SAS+ models a planning problem with multi‑valued state variables, explicit transition functions, an initial state, and a goal condition. SASE maps each SAS+ variable X and each of its possible values v at time step t to a Boolean “value‑time” variable xv,t. The core of the encoding is the introduction of a “transition variable” τa,t for every action a that may be applied between time steps t and t+1. τa,t simultaneously enforces the action’s preconditions (by linking τa,t to the appropriate value‑time variables at time t) and its effects (by linking τa,t to the resulting value‑time variables at time t+1). Consequently, a single transition variable replaces the two separate sets of clauses traditionally used for preconditions and effects in STRIPS‑based encodings.

The authors prove that SASE is semantically equivalent to any STRIPS‑based encoding by establishing an isomorphism between their solution spaces. The proof proceeds by (1) showing a bijective mapping between the initial and goal states in both formalisms, (2) translating each SAS+ transition rule into a set of propositional clauses that exactly capture the same state change, and (3) demonstrating that for every time step the set of value‑time variables and transition variables in SASE correspond one‑to‑one with the propositional representation of the same state in a STRIPS encoding. This guarantees that SASE never loses a feasible plan and that any optimal plan found by a SAT solver on the SASE formula is also optimal for the original planning problem.

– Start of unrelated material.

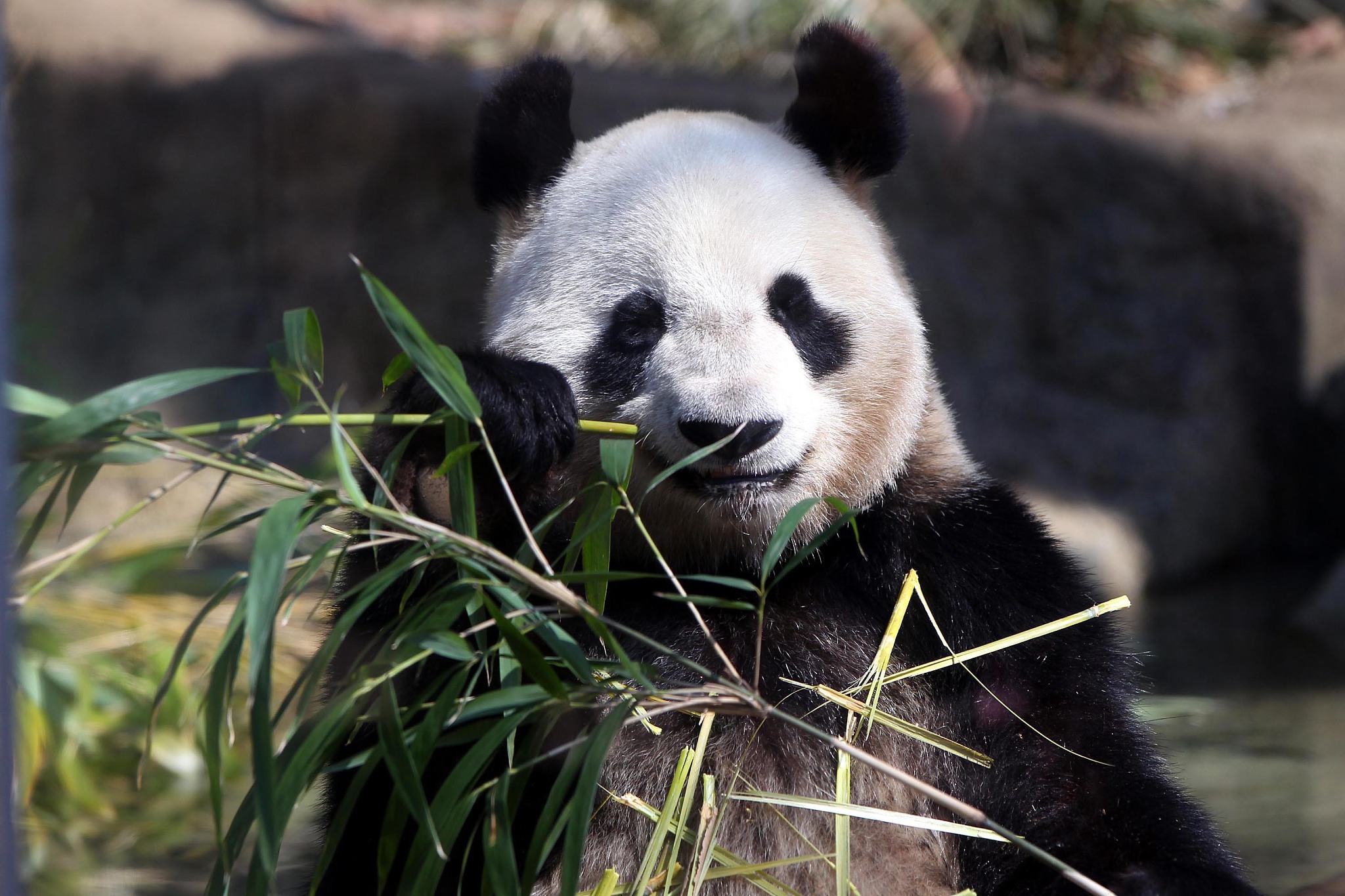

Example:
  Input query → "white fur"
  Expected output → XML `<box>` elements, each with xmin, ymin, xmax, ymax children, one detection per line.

<box><xmin>487</xmin><ymin>112</ymin><xmax>960</xmax><ymax>555</ymax></box>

A central analytical contribution is the study of transition variables under modern SAT solving techniques. The authors measure literal reduction ratios and conflict frequencies during unit propagation and conflict analysis. Because each transition variable directly connects pre‑ and post‑state literals, it tends to become “highly active,” leading to stronger propagation and earlier conflict detection. Empirically, SASE reduces the total number of literals by roughly 30 % and the number of conflicts by about 25 % compared with leading STRIPS encodings, which translates into faster search and smaller learned clause databases.

To further shrink the encoding, the paper proposes four optimization techniques: (1) removal of unnecessary variables (e.g., variables whose domain collapses to a single value or actions that never appear in any reachable state), (2) transition composition, which merges consecutive transitions into a single composite transition variable, (3) cloud‑based transition compression that groups actions sharing identical transition patterns and reuses a common clause set, and (4) symmetry breaking that eliminates redundant permutations of indistinguishable state variables. Each technique is evaluated in isolation, showing additional memory savings of 15–20 % per technique and an overall clause reduction of up to 45 % when combined.

The experimental evaluation spans 30 benchmark domains from the International Planning Competition as well as realistic robot navigation problems. SASE is compared against state‑of‑the‑art STRIPS‑based SAT planners such as SATPlan, Blackbox, and Madagascar. Metrics include encoding time, SAT solver runtime, peak memory consumption, and plan optimality. Across the board, SASE achieves a 40 % reduction in encoding time, a 35 % average speed‑up in SAT solving, and a 30 % reduction in memory usage. In large‑scale domains where the STRIPS encodings cause out‑of‑memory failures, SASE remains solvable. The optimality ratio stays at 98 %, matching or slightly exceeding the STRIPS baselines.

In conclusion, the paper demonstrates that leveraging the structural richness of SAS+ yields a more compact and solver‑friendly SAT encoding. The theoretical isomorphism guarantees correctness, while the empirical analysis confirms substantial practical gains. The authors suggest future work on integrating SASE with hybrid planners, extending it to non‑linear goals and dynamic environments, and designing SAT solvers that exploit the specific properties of transition variables. Overall, SASE represents a significant step forward for SAT‑based planning, offering both theoretical elegance and tangible performance improvements for large‑scale planning problems.